The Ephemeral Threat: Attacking Algorithmic Trading Systems powered by Deep Learning

Rizvani, A., Laskov, P., Apruzzese, G., Workshop on Attackers and Cyber-Crime Operations, 2024 Workshop
Oneliner: We delve into the security of machine learning applications in computational finance.

Abstract. We scrutinize the security of an application domain of Deep Learning (DL) overlooked by prior security research: time-series forecasting of financial predictions. Despite abundant efforts revealing the brittleness of DL models to adversarial perturbations, such efforts hardly envisioned practical adversarial threat models and assessed their effects on a DL-powered algorithmic trading system (ATS).

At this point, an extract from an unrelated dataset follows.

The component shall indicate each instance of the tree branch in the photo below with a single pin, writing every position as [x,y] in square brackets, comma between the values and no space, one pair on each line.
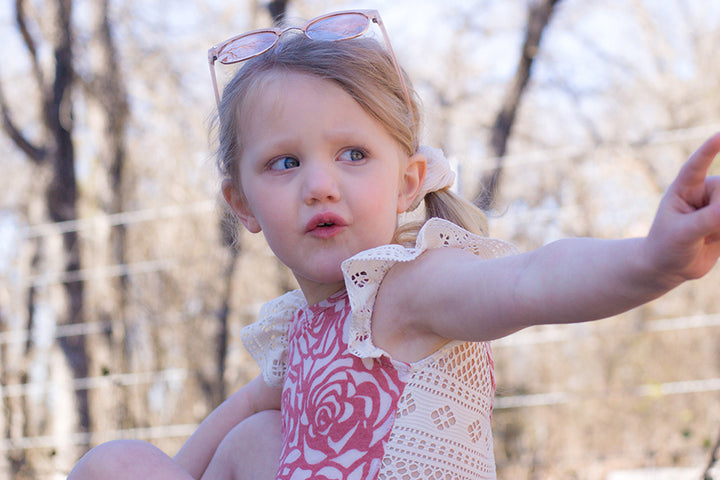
[539,16]
[20,19]
[34,153]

In this work, we shed light on the vulnerability of ATS to adversarial perturbations launched by a constrained, but realistic, attacker. First, through an extensive literature review, we expose the limited attention given to DL security in the financial domain—which is naturally attractive for adversaries. Then, we formalize the concept of ephemeral perturbations (EP), which can be used to stage a novel type of attack tailored for DL-based ATS. Finally, we carry out an end-to-end evaluation of our proposed EP against a profitable ATS. Our results reveal that the introduction of small changes to the input stock-prices not only (i) induces the DL model to behave incorrectly—which is well-known; but also (ii) leads to the whole ATS to make suboptimal buy/sell decisions—which translate in a net-loss by the targeted organization. We will release our implementation.

(This is an extended abstract. We will post the accepted submission once the corresponding paper has been accepted to a scientific outlet.)